Always use Concurrent data structure. except when the downside of striping (mentioned below) becomes a frequent operation. In that case you will have to acquire all the locks? I read that the best ways to do this is by recursion.

始终使用并发数据结构。除非条带化的缺点(如下所述)成为频繁操作。在那种情况下,您将不得不获取所有锁?我读到最好的方法是递归。

Lock striping is useful when there is a way of breaking a high contention lock into multiple locks without compromising data integrity. If this is possible or not should take some thought and is not always the case. The data structure is also the contributing factor to the decision. So if we use a large array for implementing a hash table, using a single lock for the entire hash table for synchronizing it will lead to threads sequentially accessing the data structure. If this is the same location on the hash table then it is necessary but, what if they are accessing the two extremes of the table.

当有一种方法可以将高争用锁分解为多个锁而不影响数据完整性时,锁条带很有用。如果这是可能的,应该考虑一下,并非总是如此。数据结构也是决策的促成因素。所以如果我们用一个大数组来实现一个哈希表,对整个哈希表使用一个锁进行同步,就会导致线程顺序访问数据结构。如果这是哈希表上的相同位置,那么这是必要的,但是,如果它们正在访问表的两个极端呢?

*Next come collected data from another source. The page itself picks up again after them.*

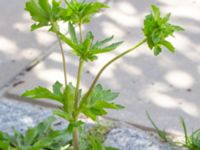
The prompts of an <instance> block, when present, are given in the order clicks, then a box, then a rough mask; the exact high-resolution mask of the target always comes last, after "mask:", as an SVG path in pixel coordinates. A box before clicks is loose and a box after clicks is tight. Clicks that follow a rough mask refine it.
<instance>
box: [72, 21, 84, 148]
mask: <svg viewBox="0 0 200 150" xmlns="http://www.w3.org/2000/svg"><path fill="white" fill-rule="evenodd" d="M78 27H79V34H80V43H81V42H82V40H83V37H82V24H81V21H80V23H79V24H78ZM83 65H84V61H83V60H82V59H81V58H80V59H79V67H78V75H77V81H76V89H75V96H74V97H75V102H74V110H75V111H74V116H73V117H74V121H75V122H77V120H78V115H79V113H77V110H78V107H79V106H78V105H79V86H80V81H81V75H82V72H83ZM73 144H74V150H78V149H79V148H78V147H79V146H78V128H77V127H75V128H74V133H73Z"/></svg>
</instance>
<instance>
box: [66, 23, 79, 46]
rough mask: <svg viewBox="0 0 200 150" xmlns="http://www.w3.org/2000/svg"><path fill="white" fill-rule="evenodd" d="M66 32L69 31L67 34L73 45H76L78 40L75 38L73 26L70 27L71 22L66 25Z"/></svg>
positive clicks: (71, 23) (73, 27)
mask: <svg viewBox="0 0 200 150" xmlns="http://www.w3.org/2000/svg"><path fill="white" fill-rule="evenodd" d="M68 31H69V34H70V37H71V39H72V41H73V42H74V43H76V44H78V39H77V36H76V32H75V28H74V26H73V25H72V23H71V22H69V23H68Z"/></svg>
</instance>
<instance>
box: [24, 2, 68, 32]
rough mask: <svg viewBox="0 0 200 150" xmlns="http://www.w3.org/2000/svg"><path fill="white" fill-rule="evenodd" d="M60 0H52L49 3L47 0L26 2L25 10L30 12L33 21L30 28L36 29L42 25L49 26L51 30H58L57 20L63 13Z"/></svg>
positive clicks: (60, 16)
mask: <svg viewBox="0 0 200 150" xmlns="http://www.w3.org/2000/svg"><path fill="white" fill-rule="evenodd" d="M61 4H62V1H61V0H59V1H56V0H52V3H51V5H50V4H49V1H48V0H29V1H27V2H26V7H25V10H26V11H28V12H29V13H30V15H31V16H32V20H34V21H35V23H34V24H33V25H32V26H31V30H32V31H33V30H36V29H38V28H41V27H44V26H50V27H51V29H50V30H51V31H54V32H57V31H59V26H58V25H57V23H56V22H57V21H58V20H60V19H61V17H62V16H63V14H64V13H65V10H64V8H62V7H61Z"/></svg>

The down side of lock striping is it is difficult to get the state of the data structure that is affected by striping. In the example the size of the table, or trying to list/enumerate the whole table may be cumbersome since we need to acquire all of the striped locks.

锁条带化的缺点是很难获得受条带化影响的数据结构的状态。在示例中,表的大小或尝试列出/枚举整个表可能很麻烦,因为我们需要获取所有条带锁。

回答by Jean-Michel

Of course a Map without any lock system wins against one with thread-safe behavior which needs more work. The point of the Concurrent one is to be thread safe without using synchronized so to be faster than HashTable. Same graphics would would be very interesting for ConcurrentHashMap vs Hashtable (which is synchronized).

当然,没有任何锁定系统的 Map 会胜过需要更多工作的具有线程安全行为的 Map。Concurrent 的重点是在不使用 synchronized 的情况下是线程安全的,因此比 HashTable 更快。对于 ConcurrentHashMap 与 Hashtable(同步),相同的图形会非常有趣。